BOLD-fMRI response in a fully awake mouse.

A,D) Spatiotemporal BOLD response, in 1 slice presented as trial-averaged ratio maps overlaid on structural images, in response to a ''blocked'' (A) and ''event-related'' (D) optogenetic stimulation of excitatory neurons. EPI images were thresholded to reflect the sensitivity of the surface RF coil (for display purposes). B,E) BOLD response time-courses extracted from the active ROI. B) N=28 trials; E) N=69 trials; average overlaid in thick black. C) Thresholded statistical p-map assuming the standard hemodynamic response function (HRF) with temporal derivatives. F-J) As in A-E for sensory stimuli. A-C) N=21 trials. D-E) N=57 trials.

Effect of sedative drug on the hemodynamic response.

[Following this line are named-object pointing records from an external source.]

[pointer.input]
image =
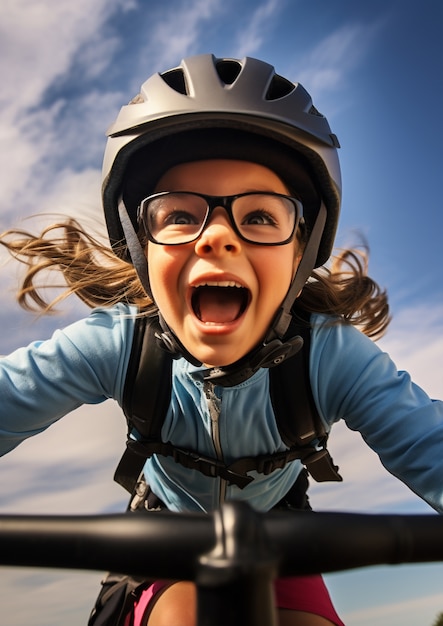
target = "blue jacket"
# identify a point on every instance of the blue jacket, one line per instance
(351, 380)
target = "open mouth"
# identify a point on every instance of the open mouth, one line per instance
(219, 303)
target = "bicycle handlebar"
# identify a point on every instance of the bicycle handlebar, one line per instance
(169, 545)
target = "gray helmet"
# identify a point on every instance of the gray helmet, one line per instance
(223, 108)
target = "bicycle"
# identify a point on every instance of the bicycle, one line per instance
(232, 554)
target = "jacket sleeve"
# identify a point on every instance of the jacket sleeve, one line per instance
(353, 380)
(83, 364)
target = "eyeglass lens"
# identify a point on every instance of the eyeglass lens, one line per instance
(175, 218)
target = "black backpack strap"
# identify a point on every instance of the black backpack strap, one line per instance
(298, 421)
(146, 397)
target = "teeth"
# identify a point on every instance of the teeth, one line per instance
(221, 283)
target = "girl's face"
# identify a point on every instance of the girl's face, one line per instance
(219, 293)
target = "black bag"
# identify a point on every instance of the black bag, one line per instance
(116, 600)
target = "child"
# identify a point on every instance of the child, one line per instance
(221, 195)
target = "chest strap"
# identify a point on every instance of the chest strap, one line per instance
(318, 462)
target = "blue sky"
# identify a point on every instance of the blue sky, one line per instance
(375, 70)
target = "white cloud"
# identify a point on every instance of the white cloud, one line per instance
(38, 41)
(176, 35)
(253, 34)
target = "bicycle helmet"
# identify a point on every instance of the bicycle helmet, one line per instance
(209, 107)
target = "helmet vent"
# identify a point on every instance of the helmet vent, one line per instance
(176, 80)
(228, 70)
(279, 88)
(314, 111)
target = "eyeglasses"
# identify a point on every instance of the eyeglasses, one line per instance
(173, 218)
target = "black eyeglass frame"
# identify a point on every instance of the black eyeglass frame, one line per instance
(225, 202)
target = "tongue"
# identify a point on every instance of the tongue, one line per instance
(219, 304)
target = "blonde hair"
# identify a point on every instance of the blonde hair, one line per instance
(93, 272)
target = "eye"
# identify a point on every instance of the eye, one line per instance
(179, 218)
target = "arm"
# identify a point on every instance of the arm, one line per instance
(353, 380)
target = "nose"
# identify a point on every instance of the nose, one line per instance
(218, 237)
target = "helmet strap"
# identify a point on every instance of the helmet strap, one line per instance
(274, 348)
(283, 318)
(136, 252)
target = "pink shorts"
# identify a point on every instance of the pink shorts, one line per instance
(307, 594)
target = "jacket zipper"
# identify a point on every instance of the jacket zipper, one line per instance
(214, 406)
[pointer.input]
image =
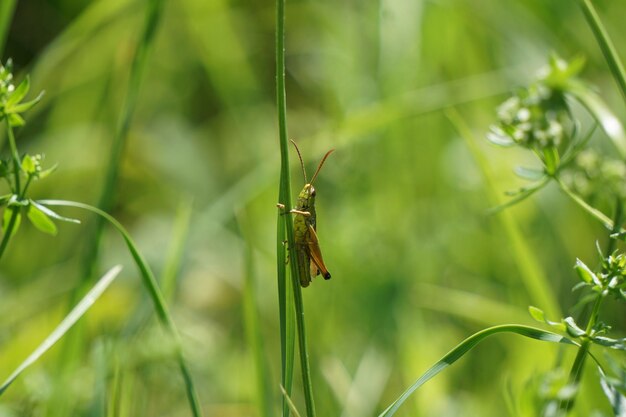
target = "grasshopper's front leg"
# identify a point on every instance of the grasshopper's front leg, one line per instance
(281, 207)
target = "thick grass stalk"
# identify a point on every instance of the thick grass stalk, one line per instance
(286, 229)
(533, 277)
(17, 189)
(606, 45)
(66, 324)
(151, 285)
(253, 326)
(138, 64)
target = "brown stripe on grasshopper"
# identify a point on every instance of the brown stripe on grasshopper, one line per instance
(309, 254)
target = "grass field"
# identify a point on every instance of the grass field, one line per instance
(164, 114)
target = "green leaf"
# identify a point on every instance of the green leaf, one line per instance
(531, 174)
(40, 220)
(18, 94)
(15, 120)
(537, 314)
(500, 139)
(20, 108)
(551, 159)
(585, 273)
(467, 345)
(71, 319)
(6, 219)
(53, 214)
(619, 344)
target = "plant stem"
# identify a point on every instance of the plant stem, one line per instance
(285, 200)
(150, 282)
(606, 45)
(579, 362)
(597, 214)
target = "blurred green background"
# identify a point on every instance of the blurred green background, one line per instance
(417, 263)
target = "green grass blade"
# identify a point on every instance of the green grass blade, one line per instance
(69, 320)
(252, 324)
(151, 285)
(534, 279)
(467, 345)
(595, 213)
(606, 45)
(285, 309)
(7, 7)
(292, 406)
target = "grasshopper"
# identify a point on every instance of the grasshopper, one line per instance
(309, 255)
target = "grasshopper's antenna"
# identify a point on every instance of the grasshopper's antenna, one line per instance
(320, 165)
(300, 157)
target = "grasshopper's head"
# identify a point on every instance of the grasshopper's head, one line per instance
(306, 198)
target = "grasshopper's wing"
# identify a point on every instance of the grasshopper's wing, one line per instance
(303, 265)
(317, 262)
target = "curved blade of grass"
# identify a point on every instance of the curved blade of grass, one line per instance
(597, 214)
(151, 285)
(107, 193)
(523, 195)
(290, 403)
(176, 248)
(252, 325)
(69, 320)
(285, 228)
(467, 345)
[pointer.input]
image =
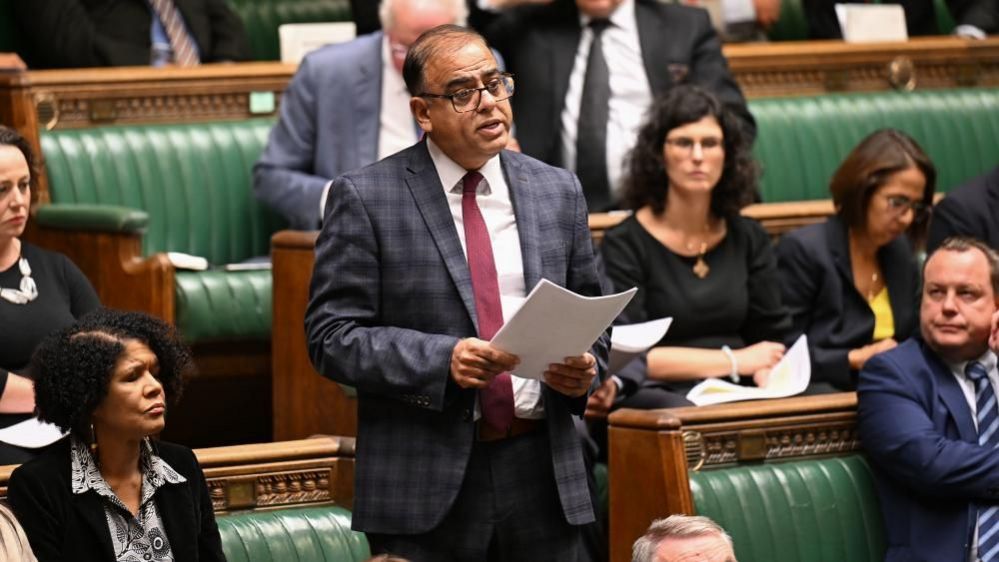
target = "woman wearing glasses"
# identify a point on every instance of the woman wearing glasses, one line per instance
(851, 283)
(692, 255)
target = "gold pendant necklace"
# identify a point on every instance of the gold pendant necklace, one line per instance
(701, 268)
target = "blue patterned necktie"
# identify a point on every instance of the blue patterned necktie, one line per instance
(987, 415)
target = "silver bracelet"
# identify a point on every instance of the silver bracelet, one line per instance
(734, 375)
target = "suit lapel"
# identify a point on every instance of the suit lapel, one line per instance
(367, 102)
(951, 395)
(524, 209)
(425, 185)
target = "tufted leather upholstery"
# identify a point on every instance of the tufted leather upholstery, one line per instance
(802, 140)
(194, 182)
(262, 18)
(807, 511)
(318, 534)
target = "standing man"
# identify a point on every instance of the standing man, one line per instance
(581, 100)
(928, 418)
(456, 459)
(346, 107)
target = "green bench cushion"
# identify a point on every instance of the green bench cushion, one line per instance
(261, 18)
(317, 534)
(807, 511)
(224, 305)
(802, 140)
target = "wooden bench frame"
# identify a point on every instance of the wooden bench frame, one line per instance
(652, 452)
(267, 476)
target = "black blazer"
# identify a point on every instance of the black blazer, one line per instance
(84, 33)
(970, 210)
(817, 289)
(538, 44)
(63, 526)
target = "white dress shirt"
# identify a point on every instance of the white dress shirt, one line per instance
(988, 360)
(631, 93)
(493, 198)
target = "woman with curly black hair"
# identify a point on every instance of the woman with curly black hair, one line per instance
(40, 291)
(108, 492)
(691, 254)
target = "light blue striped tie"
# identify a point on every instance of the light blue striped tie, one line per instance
(988, 436)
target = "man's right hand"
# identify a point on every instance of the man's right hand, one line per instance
(475, 362)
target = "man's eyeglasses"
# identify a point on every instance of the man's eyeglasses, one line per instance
(899, 204)
(685, 144)
(468, 99)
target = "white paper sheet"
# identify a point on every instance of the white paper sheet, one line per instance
(31, 434)
(555, 323)
(789, 376)
(628, 340)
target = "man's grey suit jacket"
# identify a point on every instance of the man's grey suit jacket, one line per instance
(391, 295)
(328, 126)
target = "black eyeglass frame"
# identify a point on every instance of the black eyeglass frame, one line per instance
(505, 78)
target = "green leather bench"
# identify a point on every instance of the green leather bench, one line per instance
(802, 140)
(312, 534)
(186, 188)
(803, 511)
(261, 18)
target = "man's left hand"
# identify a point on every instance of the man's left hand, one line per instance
(574, 377)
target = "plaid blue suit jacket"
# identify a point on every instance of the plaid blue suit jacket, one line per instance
(391, 295)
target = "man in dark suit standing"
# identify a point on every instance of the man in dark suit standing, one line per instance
(456, 459)
(969, 210)
(83, 33)
(928, 418)
(580, 107)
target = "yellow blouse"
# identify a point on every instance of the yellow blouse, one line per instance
(884, 322)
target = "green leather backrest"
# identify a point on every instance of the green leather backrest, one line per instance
(194, 180)
(802, 140)
(803, 511)
(318, 534)
(262, 18)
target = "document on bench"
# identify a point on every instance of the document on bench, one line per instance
(555, 323)
(789, 376)
(31, 434)
(629, 340)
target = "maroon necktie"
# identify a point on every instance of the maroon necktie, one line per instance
(496, 399)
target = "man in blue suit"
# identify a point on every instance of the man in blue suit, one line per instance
(927, 416)
(346, 107)
(418, 257)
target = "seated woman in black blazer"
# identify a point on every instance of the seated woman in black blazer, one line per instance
(107, 492)
(851, 283)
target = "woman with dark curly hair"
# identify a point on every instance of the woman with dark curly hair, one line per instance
(40, 291)
(108, 492)
(851, 283)
(690, 253)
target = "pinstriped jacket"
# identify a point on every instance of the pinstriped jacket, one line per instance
(391, 295)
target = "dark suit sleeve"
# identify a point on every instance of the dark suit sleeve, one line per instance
(902, 439)
(283, 177)
(709, 68)
(800, 279)
(61, 34)
(766, 319)
(346, 342)
(40, 509)
(228, 41)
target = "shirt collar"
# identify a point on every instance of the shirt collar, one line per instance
(450, 172)
(87, 477)
(623, 16)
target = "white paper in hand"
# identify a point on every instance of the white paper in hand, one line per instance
(629, 340)
(555, 323)
(789, 376)
(31, 434)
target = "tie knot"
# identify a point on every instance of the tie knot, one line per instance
(470, 182)
(976, 371)
(599, 25)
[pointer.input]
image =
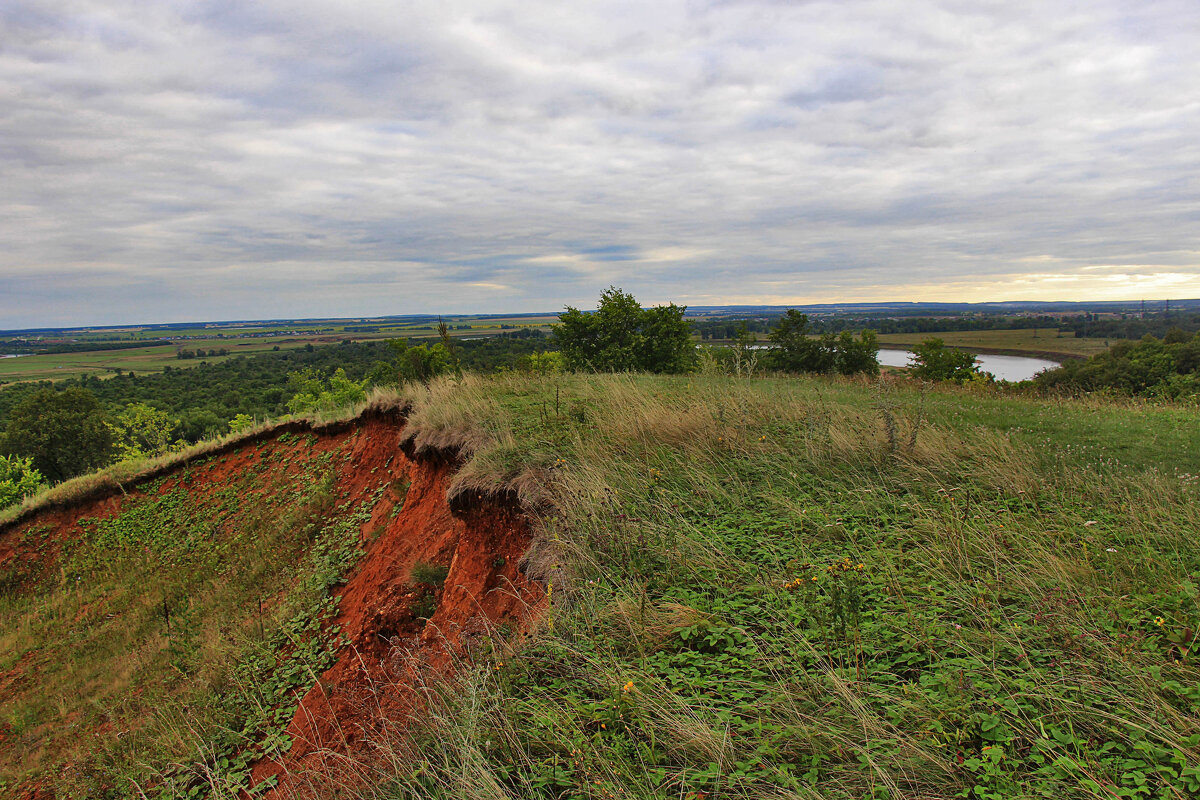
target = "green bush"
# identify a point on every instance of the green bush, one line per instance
(424, 572)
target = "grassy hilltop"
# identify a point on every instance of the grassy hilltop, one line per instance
(837, 589)
(771, 588)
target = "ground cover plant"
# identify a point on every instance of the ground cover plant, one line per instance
(161, 649)
(817, 588)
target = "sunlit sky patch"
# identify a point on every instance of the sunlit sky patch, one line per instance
(168, 161)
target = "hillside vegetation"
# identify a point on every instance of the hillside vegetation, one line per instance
(837, 589)
(802, 588)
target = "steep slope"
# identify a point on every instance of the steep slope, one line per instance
(129, 614)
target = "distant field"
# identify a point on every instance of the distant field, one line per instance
(1044, 341)
(59, 366)
(238, 341)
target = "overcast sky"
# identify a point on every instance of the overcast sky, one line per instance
(231, 160)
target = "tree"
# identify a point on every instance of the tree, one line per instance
(796, 350)
(142, 431)
(935, 361)
(621, 336)
(63, 433)
(18, 480)
(421, 362)
(858, 355)
(315, 392)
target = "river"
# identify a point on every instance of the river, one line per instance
(1005, 367)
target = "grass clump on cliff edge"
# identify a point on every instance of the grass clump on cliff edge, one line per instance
(827, 588)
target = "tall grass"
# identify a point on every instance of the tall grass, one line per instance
(1019, 625)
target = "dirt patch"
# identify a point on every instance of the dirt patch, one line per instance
(400, 633)
(366, 697)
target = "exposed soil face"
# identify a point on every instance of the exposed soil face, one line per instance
(367, 695)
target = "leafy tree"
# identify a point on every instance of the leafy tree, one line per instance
(935, 361)
(241, 422)
(545, 362)
(382, 374)
(63, 432)
(18, 480)
(1159, 368)
(621, 336)
(315, 392)
(796, 350)
(142, 431)
(421, 362)
(858, 355)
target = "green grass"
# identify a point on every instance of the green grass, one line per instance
(163, 650)
(773, 588)
(835, 589)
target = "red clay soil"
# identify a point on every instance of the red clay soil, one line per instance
(365, 698)
(369, 693)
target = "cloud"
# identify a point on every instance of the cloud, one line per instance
(306, 158)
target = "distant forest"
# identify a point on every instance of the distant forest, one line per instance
(207, 396)
(1126, 326)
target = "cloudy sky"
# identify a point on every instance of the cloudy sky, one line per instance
(227, 160)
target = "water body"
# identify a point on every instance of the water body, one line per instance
(1005, 367)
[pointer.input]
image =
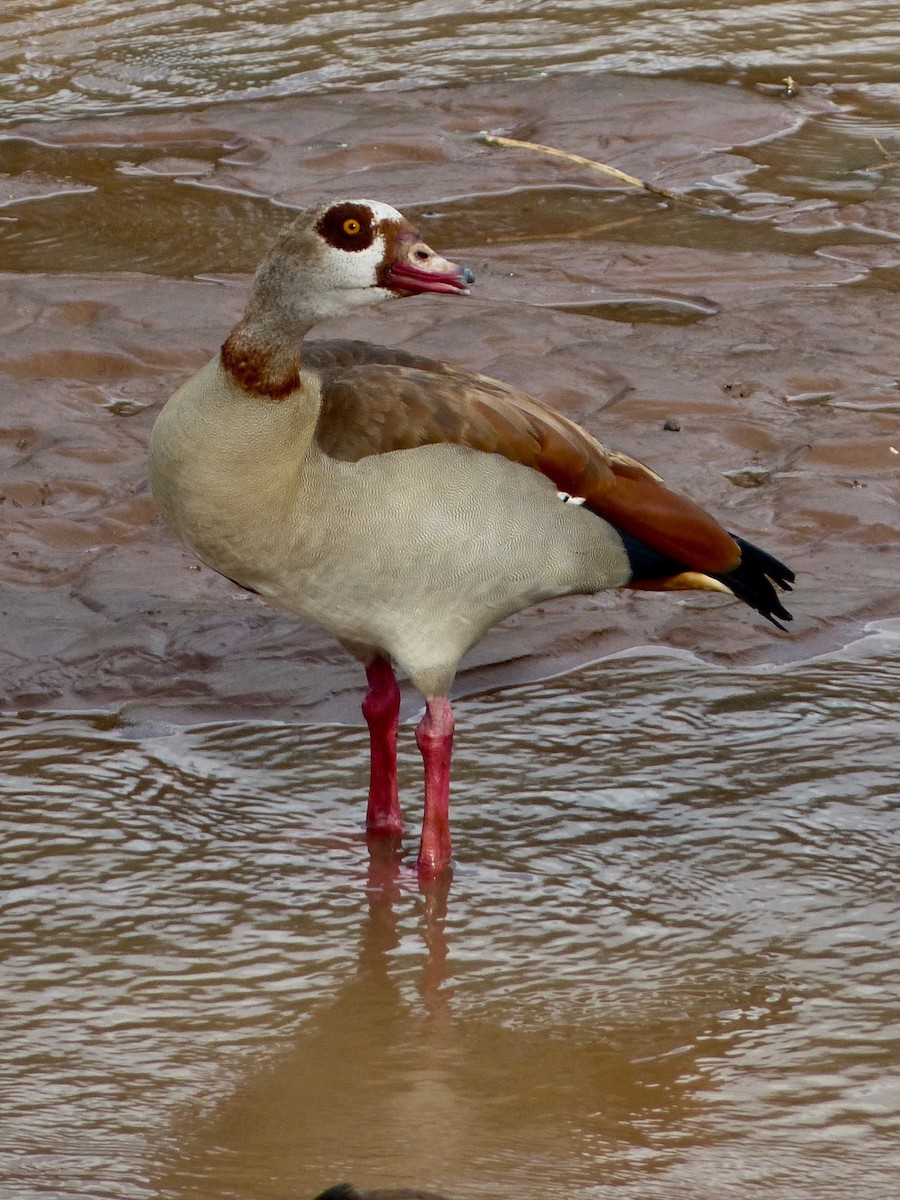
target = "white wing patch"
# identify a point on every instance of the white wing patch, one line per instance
(568, 498)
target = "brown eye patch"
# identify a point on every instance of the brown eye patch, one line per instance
(347, 226)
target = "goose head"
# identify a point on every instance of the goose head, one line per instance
(340, 256)
(328, 262)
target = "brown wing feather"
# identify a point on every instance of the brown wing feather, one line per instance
(376, 400)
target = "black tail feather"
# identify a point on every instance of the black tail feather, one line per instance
(754, 580)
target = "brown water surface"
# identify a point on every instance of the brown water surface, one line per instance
(666, 966)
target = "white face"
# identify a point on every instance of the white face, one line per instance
(357, 239)
(363, 252)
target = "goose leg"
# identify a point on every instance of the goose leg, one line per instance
(381, 709)
(435, 738)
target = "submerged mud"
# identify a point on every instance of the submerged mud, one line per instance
(749, 357)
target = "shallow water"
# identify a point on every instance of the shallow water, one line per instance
(71, 57)
(667, 963)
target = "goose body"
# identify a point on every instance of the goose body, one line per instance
(402, 504)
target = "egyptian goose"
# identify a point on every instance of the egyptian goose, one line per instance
(405, 504)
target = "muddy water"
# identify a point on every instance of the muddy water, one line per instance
(666, 966)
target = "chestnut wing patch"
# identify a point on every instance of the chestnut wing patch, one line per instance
(376, 400)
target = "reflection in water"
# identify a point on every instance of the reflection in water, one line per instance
(79, 58)
(664, 970)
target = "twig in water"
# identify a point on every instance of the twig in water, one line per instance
(495, 139)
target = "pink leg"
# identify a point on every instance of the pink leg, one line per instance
(435, 738)
(381, 709)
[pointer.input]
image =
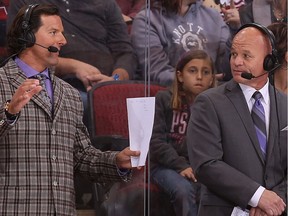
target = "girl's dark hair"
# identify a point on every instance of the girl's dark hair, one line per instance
(16, 30)
(177, 88)
(279, 30)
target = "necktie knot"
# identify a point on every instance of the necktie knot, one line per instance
(257, 95)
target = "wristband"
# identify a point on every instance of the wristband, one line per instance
(9, 115)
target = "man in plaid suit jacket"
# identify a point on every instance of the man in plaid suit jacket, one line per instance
(41, 149)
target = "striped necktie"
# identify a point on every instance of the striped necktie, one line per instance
(258, 116)
(43, 93)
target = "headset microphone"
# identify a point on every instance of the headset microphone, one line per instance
(250, 76)
(50, 48)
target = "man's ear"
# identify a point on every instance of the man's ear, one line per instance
(179, 75)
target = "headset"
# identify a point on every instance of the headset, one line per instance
(271, 60)
(27, 38)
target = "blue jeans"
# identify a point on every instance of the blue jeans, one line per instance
(183, 194)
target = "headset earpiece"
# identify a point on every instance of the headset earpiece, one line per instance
(271, 60)
(27, 38)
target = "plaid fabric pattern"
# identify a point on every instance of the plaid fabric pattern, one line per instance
(39, 154)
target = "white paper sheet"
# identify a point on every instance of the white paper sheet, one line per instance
(140, 123)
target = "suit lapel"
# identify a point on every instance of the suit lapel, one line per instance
(235, 95)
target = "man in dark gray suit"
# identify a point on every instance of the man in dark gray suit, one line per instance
(238, 175)
(43, 141)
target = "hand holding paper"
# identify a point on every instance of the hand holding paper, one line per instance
(140, 123)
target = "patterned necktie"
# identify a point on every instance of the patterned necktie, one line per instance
(43, 93)
(258, 116)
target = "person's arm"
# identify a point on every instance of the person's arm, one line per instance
(205, 137)
(119, 44)
(160, 68)
(135, 8)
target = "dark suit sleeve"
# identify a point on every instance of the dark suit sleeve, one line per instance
(207, 153)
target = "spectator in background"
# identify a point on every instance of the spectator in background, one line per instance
(129, 9)
(3, 17)
(176, 27)
(264, 12)
(98, 49)
(170, 167)
(279, 29)
(230, 12)
(42, 149)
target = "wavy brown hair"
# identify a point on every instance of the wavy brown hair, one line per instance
(16, 30)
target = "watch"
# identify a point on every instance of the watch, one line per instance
(9, 116)
(116, 77)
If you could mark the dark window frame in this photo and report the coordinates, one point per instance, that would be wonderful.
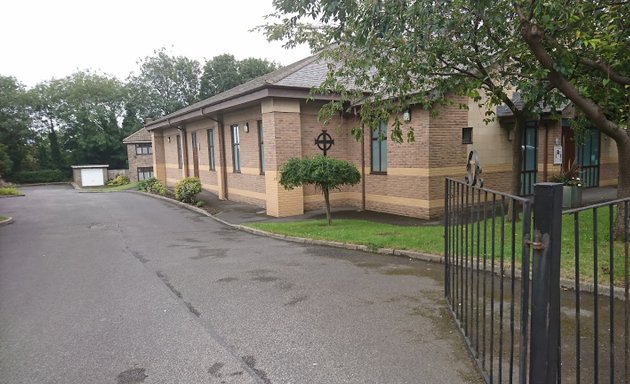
(378, 145)
(261, 147)
(211, 158)
(180, 154)
(236, 148)
(467, 135)
(143, 171)
(144, 149)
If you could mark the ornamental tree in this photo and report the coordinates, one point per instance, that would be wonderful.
(584, 49)
(390, 54)
(323, 172)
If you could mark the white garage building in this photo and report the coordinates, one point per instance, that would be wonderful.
(90, 175)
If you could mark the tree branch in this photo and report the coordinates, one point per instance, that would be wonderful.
(605, 68)
(533, 36)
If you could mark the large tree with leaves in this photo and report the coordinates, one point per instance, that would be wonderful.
(80, 115)
(224, 72)
(14, 126)
(417, 52)
(584, 48)
(164, 84)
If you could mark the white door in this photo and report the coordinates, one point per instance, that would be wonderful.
(91, 177)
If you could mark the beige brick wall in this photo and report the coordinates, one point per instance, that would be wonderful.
(283, 137)
(136, 161)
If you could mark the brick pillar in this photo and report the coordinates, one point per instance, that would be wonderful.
(159, 161)
(283, 140)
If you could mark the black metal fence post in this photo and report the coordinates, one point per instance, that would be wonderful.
(545, 301)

A) Spatiotemporal BOLD response to optogenetic stimulation in a sedated mouse (1.5 mg/kg chlorprothixene hydrochloride). B) Corresponding time-resolved p-maps, making no assumptions about the shape of the HRF (i.e. using a ‘’finite impulse response’’ model). C) ROI-averaged time-course. D) Trial-averaged, ROI-averaged timecourse (N=27 trials). E) Effect of sedation as measured using mesoscopic optical intrinsic signals imaging, providing a proxy for the BOLD signal. Three stimulus conditions are shown. Error bars indicate s.e.m. between subjects (n=3/2/5).